Machine learning company H2O has released a new Python API for its Sparkling Water application. Sparkling Water extends H2O's core product, a predictive analytics platform, to Apache Spark, an open-source in-memory big data processing platform that is growing in popularity.
According to H2O, its solution can deliver real-time data scoring and predictions ten times faster than competing solutions. Use cases include ad targeting, fraud detection and customer intelligence. For example, H2O's platform can be used by a sales organization to predict which customers will purchase certain products and which ones will renew services. Or it could be used by an insurance company to detect patterns of fraud.
Turning Developers into Data Scientists
Data science is one of the hottest segments of the technology market today and for good reason: companies are looking to turn their big data into big profits. That requires humans who have the knowledge and skills necessary to translate large sets of information into actionable insights. But data scientists aren't always easy to come by, and running models efficiently across massive sets of data requires increasingly sophisticated tools. H2O is seeking to address both issues by building accessible but still powerful machine learning solutions that developers can more easily integrate into their applications.
For H2O, offering a Python API for its Sparkling Water solution was a no brainer. Python is one of a number of programming languages commonly used in machine learning applications, so to spur adoption of its offering, the company sought to make sure it has a Python API that plays nicely with other tools in the machine learning toolbox. As H2O's co-founder and CEO SriSatish Ambati noted, "Python is like the jazz movement in machine learning to R is like classical music. With Sparkling Water developers can use packages in Scikit, H2O, Spark SQL, ML, packages in R and Pandas in a unified polyglot experience – all without having to rebuild the pipelines and data workflows in each environment."

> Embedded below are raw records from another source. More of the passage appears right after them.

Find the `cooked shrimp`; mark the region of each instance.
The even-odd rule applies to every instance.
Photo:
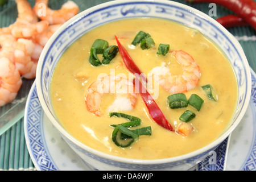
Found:
[[[36,46],[32,40],[21,38],[17,40],[14,51],[15,66],[24,78],[35,77],[38,60],[34,60],[32,55],[35,58],[38,57],[42,49],[41,46]]]
[[[16,97],[22,83],[14,64],[6,57],[0,58],[0,106]]]
[[[39,44],[44,47],[49,38],[62,24],[56,24],[49,25],[43,32],[37,35],[34,38],[34,40]]]
[[[85,97],[88,110],[96,115],[101,115],[102,96],[113,94],[115,97],[108,112],[132,110],[137,101],[137,94],[132,82],[117,76],[106,76],[93,82],[89,87]]]
[[[14,63],[13,52],[16,39],[6,30],[6,29],[0,29],[0,58],[7,57]]]
[[[170,93],[184,93],[193,89],[200,78],[199,67],[193,57],[183,51],[175,51],[171,53],[182,66],[181,75],[172,75],[169,68],[165,66],[155,67],[151,73],[159,75],[159,84]]]
[[[79,11],[79,6],[73,1],[68,1],[61,9],[53,10],[48,7],[48,0],[36,0],[34,10],[41,19],[48,21],[50,24],[65,23]]]

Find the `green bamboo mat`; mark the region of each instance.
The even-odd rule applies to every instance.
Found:
[[[32,5],[34,1],[28,0]],[[49,6],[52,9],[59,9],[67,0],[50,0]],[[79,5],[81,11],[94,5],[109,1],[108,0],[74,0]],[[174,1],[179,2],[209,14],[210,7],[209,3],[193,4],[185,0]],[[256,1],[256,0],[255,0]],[[222,16],[233,14],[226,8],[217,6],[217,19]],[[0,7],[0,27],[8,26],[14,22],[17,16],[16,5],[14,0],[9,0],[8,3]],[[248,60],[249,65],[256,71],[256,32],[250,26],[230,28],[228,30],[239,40]],[[23,88],[19,93],[20,98],[27,95],[33,80],[24,80]],[[0,107],[0,115],[10,109],[11,105]],[[0,121],[1,122],[1,121]],[[0,136],[0,171],[1,170],[36,170],[29,155],[24,139],[23,118],[18,122]]]

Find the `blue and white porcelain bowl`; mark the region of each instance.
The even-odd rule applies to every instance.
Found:
[[[174,20],[195,28],[217,44],[228,56],[237,78],[239,98],[232,121],[215,141],[191,153],[159,160],[133,160],[112,156],[78,141],[59,123],[51,103],[49,88],[55,66],[67,48],[85,33],[110,22],[137,17]],[[238,125],[249,104],[251,75],[243,49],[235,38],[209,16],[189,6],[170,1],[114,1],[80,13],[65,23],[47,43],[40,57],[36,89],[44,111],[70,147],[83,160],[102,170],[186,170],[216,148]]]

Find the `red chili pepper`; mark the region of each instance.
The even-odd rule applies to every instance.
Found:
[[[247,26],[248,23],[242,18],[237,15],[226,15],[216,19],[218,23],[222,25],[226,28]]]
[[[148,113],[154,121],[164,128],[174,131],[171,124],[168,122],[156,102],[141,83],[139,77],[135,77],[133,84],[135,89],[139,92],[147,106]]]
[[[141,70],[139,70],[139,68],[138,68],[137,65],[133,61],[131,57],[128,54],[123,46],[120,43],[120,42],[115,35],[115,38],[119,47],[119,52],[121,55],[122,58],[123,59],[126,68],[132,73],[134,74],[135,76],[138,76],[139,77],[142,78],[144,81],[147,82],[147,80],[144,75],[142,74],[142,72]]]
[[[256,30],[256,2],[253,0],[187,0],[195,3],[209,2],[223,6],[235,13]]]
[[[117,40],[117,44],[119,47],[119,51],[123,58],[123,61],[129,70],[130,70],[133,73],[137,73],[135,75],[135,78],[134,80],[133,83],[135,89],[139,92],[141,94],[144,102],[147,106],[148,110],[148,113],[151,116],[152,118],[155,122],[159,125],[163,127],[164,128],[174,131],[171,124],[168,122],[166,118],[164,117],[163,113],[159,107],[156,102],[152,97],[151,95],[147,92],[147,89],[142,85],[139,78],[142,78],[143,81],[146,81],[147,78],[144,74],[142,74],[142,72],[139,70],[139,68],[135,65],[133,61],[123,46],[120,43],[118,38],[115,36],[115,40]],[[142,76],[143,75],[143,76]]]

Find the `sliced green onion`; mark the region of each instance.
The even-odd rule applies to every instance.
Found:
[[[131,44],[134,46],[136,46],[138,44],[140,43],[143,39],[145,37],[145,36],[147,35],[146,33],[145,33],[143,31],[140,31],[137,35],[136,35],[134,39],[131,42]]]
[[[121,137],[122,134],[129,136],[129,138],[123,139],[123,137]],[[137,134],[122,125],[119,125],[115,127],[112,133],[112,140],[117,146],[121,147],[130,146],[131,143],[138,139],[138,137]]]
[[[160,44],[158,46],[158,52],[156,53],[158,55],[162,55],[165,56],[169,51],[170,45]]]
[[[96,67],[98,67],[101,64],[100,60],[97,56],[96,49],[94,47],[90,48],[90,55],[89,58],[90,63]]]
[[[204,103],[204,100],[197,94],[192,94],[188,100],[188,103],[198,111],[200,111]]]
[[[124,113],[110,113],[109,116],[112,117],[112,116],[116,116],[118,118],[123,118],[125,119],[127,119],[128,120],[130,120],[130,121],[141,121],[141,119],[139,118],[135,117],[135,116],[128,115]]]
[[[189,110],[187,110],[180,117],[180,119],[184,122],[188,122],[191,121],[195,117],[196,114]]]
[[[141,135],[151,135],[151,127],[147,126],[144,127],[142,127],[141,129],[138,129],[135,130],[130,130],[133,131],[135,134],[137,134],[138,136]],[[130,136],[125,135],[124,134],[121,134],[121,138],[122,139],[125,139],[126,138],[129,138]]]
[[[188,105],[186,96],[184,93],[176,93],[168,96],[167,102],[171,109],[185,107]]]
[[[155,45],[155,42],[154,42],[153,39],[151,37],[148,37],[146,39],[142,39],[141,43],[141,48],[144,49],[148,49],[152,46]]]
[[[208,96],[208,98],[210,100],[216,101],[216,100],[214,98],[213,95],[213,89],[210,84],[207,84],[201,86],[205,92],[206,94]]]
[[[118,52],[118,47],[117,46],[111,46],[108,47],[103,52],[102,63],[108,64],[111,60],[115,57],[117,52]]]
[[[103,53],[104,50],[108,48],[108,44],[109,43],[106,40],[96,39],[92,47],[93,47],[96,50],[96,53]]]
[[[128,129],[128,127],[137,126],[141,125],[141,119],[139,118],[120,113],[110,113],[109,115],[110,117],[115,116],[130,121],[121,124],[110,125],[115,127],[112,133],[112,140],[118,146],[121,147],[129,147],[138,139],[139,136],[151,135],[151,127],[150,126],[133,130],[130,130]]]

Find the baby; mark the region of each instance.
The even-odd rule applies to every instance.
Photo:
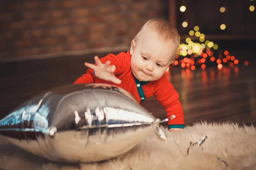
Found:
[[[142,27],[126,53],[109,54],[96,64],[85,62],[87,73],[74,84],[102,83],[118,85],[132,94],[140,103],[154,95],[164,107],[170,130],[181,132],[184,126],[179,96],[164,75],[175,60],[180,44],[177,30],[167,21],[152,19]]]

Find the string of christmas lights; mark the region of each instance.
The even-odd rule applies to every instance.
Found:
[[[250,6],[250,11],[254,11],[253,8]],[[181,6],[180,10],[181,12],[184,12],[186,7]],[[224,7],[220,8],[220,12],[221,13],[225,11]],[[182,23],[183,27],[186,27],[187,26],[186,22]],[[226,26],[223,24],[220,27],[221,29],[224,30]],[[200,32],[198,26],[195,26],[193,30],[190,30],[189,32],[190,36],[198,37],[197,40],[193,42],[190,38],[187,37],[185,40],[187,44],[180,45],[174,65],[194,70],[196,68],[205,69],[207,65],[216,65],[219,69],[222,69],[224,66],[235,68],[236,65],[242,63],[244,65],[248,65],[248,61],[241,62],[227,50],[219,50],[217,44],[208,40],[205,40],[205,35]]]

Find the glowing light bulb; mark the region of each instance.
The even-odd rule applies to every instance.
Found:
[[[198,26],[195,26],[195,27],[194,27],[194,30],[196,31],[198,31],[199,30],[199,27]]]
[[[183,27],[186,28],[188,26],[188,23],[186,21],[184,21],[182,23],[182,26]]]
[[[190,30],[190,31],[189,31],[189,35],[192,36],[195,34],[195,32],[193,30]]]
[[[253,6],[250,6],[250,7],[249,7],[249,9],[250,10],[250,11],[253,12],[255,9],[255,7]]]
[[[226,25],[225,24],[221,24],[221,29],[222,30],[224,30],[225,29],[226,29]]]
[[[181,6],[180,8],[180,10],[181,12],[184,12],[186,11],[186,6]]]
[[[187,38],[186,39],[186,42],[187,43],[191,41],[191,39],[190,38]]]
[[[226,8],[225,7],[222,7],[221,8],[220,8],[220,12],[221,12],[221,13],[223,13],[223,12],[225,12],[225,11],[226,11]]]
[[[200,32],[196,31],[195,33],[195,35],[196,37],[199,37],[200,36]]]

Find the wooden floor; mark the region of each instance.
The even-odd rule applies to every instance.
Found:
[[[96,54],[0,64],[0,119],[43,91],[72,84],[85,72],[84,62],[93,62]],[[250,64],[219,71],[175,68],[166,76],[180,95],[185,125],[207,120],[255,125],[256,74],[255,67]],[[156,117],[166,118],[164,109],[154,97],[143,105]]]

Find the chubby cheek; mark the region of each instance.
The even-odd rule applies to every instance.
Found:
[[[158,70],[157,69],[157,70],[154,70],[154,75],[156,77],[160,79],[164,74],[164,73],[165,72],[165,70],[166,70],[166,69],[165,69],[164,68],[158,69]]]

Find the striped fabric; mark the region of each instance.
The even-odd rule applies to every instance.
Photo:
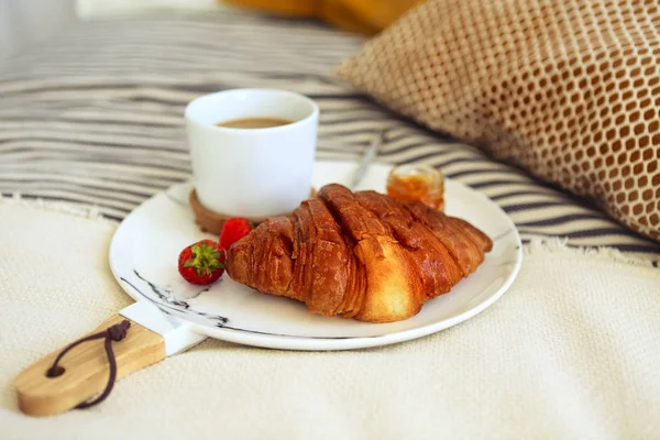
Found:
[[[315,22],[233,10],[80,23],[0,74],[0,191],[97,205],[121,220],[190,177],[188,101],[273,87],[318,102],[319,158],[355,160],[387,129],[381,161],[439,167],[499,204],[525,240],[560,235],[573,245],[660,256],[658,243],[585,201],[438,138],[334,79],[333,68],[361,43]]]

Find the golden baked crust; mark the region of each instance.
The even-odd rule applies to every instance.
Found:
[[[314,314],[391,322],[448,293],[492,246],[466,221],[421,202],[332,184],[234,243],[227,273]]]

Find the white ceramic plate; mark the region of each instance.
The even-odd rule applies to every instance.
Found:
[[[316,188],[348,182],[355,164],[318,162]],[[372,165],[359,189],[384,191],[389,166]],[[191,184],[175,185],[135,209],[119,226],[110,266],[135,300],[148,300],[191,323],[195,332],[231,342],[290,350],[348,350],[407,341],[455,326],[491,306],[516,277],[522,258],[518,232],[506,213],[475,190],[446,184],[447,212],[493,239],[484,263],[447,295],[431,299],[407,320],[365,323],[310,315],[304,304],[260,294],[223,275],[208,288],[186,283],[177,272],[178,253],[201,239],[217,239],[195,224],[188,206]],[[231,191],[240,188],[226,187]]]

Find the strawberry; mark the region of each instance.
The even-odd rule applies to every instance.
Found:
[[[182,251],[179,274],[190,284],[211,284],[224,273],[224,251],[218,242],[201,240]]]
[[[220,248],[227,251],[229,246],[248,235],[250,231],[252,231],[252,226],[241,217],[227,220],[222,226],[222,233],[220,233]]]

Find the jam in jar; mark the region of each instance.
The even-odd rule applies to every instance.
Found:
[[[387,176],[387,195],[400,201],[421,201],[444,210],[444,175],[426,165],[402,165]]]

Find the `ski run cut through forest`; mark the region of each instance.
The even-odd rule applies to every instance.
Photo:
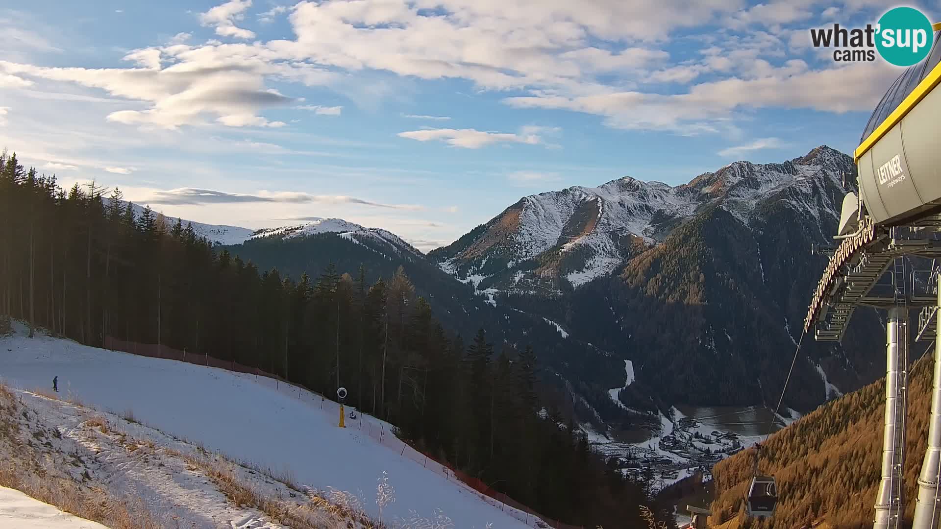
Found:
[[[316,490],[356,496],[373,520],[379,519],[375,495],[385,473],[388,485],[394,488],[394,501],[389,501],[381,514],[390,525],[411,527],[423,519],[447,517],[458,527],[536,526],[534,517],[488,502],[442,472],[440,465],[423,465],[414,450],[405,453],[410,448],[394,439],[387,423],[359,413],[355,420],[346,416],[347,427],[337,427],[338,405],[322,402],[315,393],[263,377],[88,347],[41,334],[29,339],[22,326],[15,327],[14,336],[0,341],[5,355],[2,377],[11,388],[52,392],[52,377],[57,375],[64,399],[104,412],[133,413],[167,436],[191,440],[273,475],[290,476],[290,481]],[[149,486],[140,485],[143,493]],[[177,500],[186,504],[184,494]],[[218,521],[241,527],[237,520]],[[252,525],[262,526],[268,527]]]

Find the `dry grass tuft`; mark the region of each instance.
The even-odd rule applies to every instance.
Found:
[[[55,395],[46,396],[56,398]],[[18,408],[13,393],[2,384],[0,405],[5,410],[15,411]],[[0,413],[0,445],[6,445],[9,456],[6,460],[0,461],[0,486],[21,490],[59,510],[98,521],[112,529],[161,529],[167,526],[154,517],[139,498],[117,498],[107,490],[88,487],[71,477],[54,474],[54,469],[46,468],[43,454],[21,441],[23,428],[19,422],[20,416],[17,413]],[[28,421],[29,415],[25,408],[22,416]],[[88,422],[95,423],[93,425],[98,427],[106,427],[106,423],[101,417],[92,417]],[[44,437],[41,430],[31,435],[37,439]],[[52,435],[61,437],[58,430],[53,430]],[[72,457],[81,461],[78,456],[73,455]],[[74,464],[77,466],[78,463]],[[88,475],[88,471],[85,475]]]
[[[12,461],[0,463],[0,485],[112,529],[164,527],[139,498],[115,499],[106,490],[85,488],[71,479],[26,473]]]
[[[98,428],[103,434],[111,433],[111,428],[108,427],[108,422],[101,415],[94,415],[90,419],[85,422],[85,424],[93,428]]]
[[[33,390],[33,393],[38,395],[42,395],[46,398],[51,398],[53,400],[62,400],[59,398],[58,393],[53,392],[52,390],[47,390],[45,388],[36,388]]]
[[[134,423],[135,425],[140,424],[140,421],[137,421],[137,418],[134,416],[134,410],[131,409],[130,408],[124,410],[124,414],[121,415],[121,418],[127,421],[128,423]]]
[[[231,461],[219,456],[193,457],[176,454],[185,458],[193,469],[206,474],[236,506],[245,505],[256,508],[282,525],[296,529],[352,529],[356,527],[374,529],[378,527],[366,516],[359,499],[351,494],[308,492],[311,503],[301,505],[279,499],[265,498],[250,485],[242,481],[236,472],[239,465]],[[300,492],[297,486],[291,483],[290,473],[285,473],[287,477],[275,479]],[[270,475],[269,477],[274,478]]]

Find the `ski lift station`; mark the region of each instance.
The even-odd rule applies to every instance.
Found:
[[[937,529],[941,521],[941,24],[934,29],[928,57],[899,76],[860,138],[854,152],[859,194],[843,199],[837,244],[823,248],[830,261],[804,323],[804,332],[818,341],[839,341],[857,307],[887,311],[885,422],[874,529],[904,525],[913,340],[933,341],[934,381],[912,527]],[[910,322],[913,311],[919,313]],[[766,486],[775,486],[774,478],[767,484],[756,477],[751,490]]]

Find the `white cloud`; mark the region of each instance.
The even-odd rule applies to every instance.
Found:
[[[60,164],[58,162],[46,162],[42,168],[52,169],[52,170],[76,170],[77,166],[72,166],[70,164]]]
[[[810,108],[837,113],[869,110],[883,96],[888,81],[898,75],[891,67],[869,63],[831,70],[805,68],[803,61],[795,61],[784,69],[769,69],[761,77],[702,83],[679,94],[620,91],[580,97],[509,97],[503,102],[519,108],[568,109],[604,116],[609,126],[617,128],[693,135],[718,132],[716,120],[727,119],[740,108]],[[848,86],[855,88],[847,91]]]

Not surprisingly, H2O is just one of a number of companies looking to make a splash in this space. For instance, Databricks, a company whose founders created Apache Spark, today announced a new API that aims to help developers familiar with single machine data processing more easily adopt Spark's parallel data processing.
The growing number of tools available to developers and data analysts is good news for the big data movement. After all, having invested significantly in amassing troves of data, businesses are going to start looking for a return on investment sooner than later. If companies like H2O and Databricks can deliver the solutions that help them find it, big data's most exciting days may be ahead.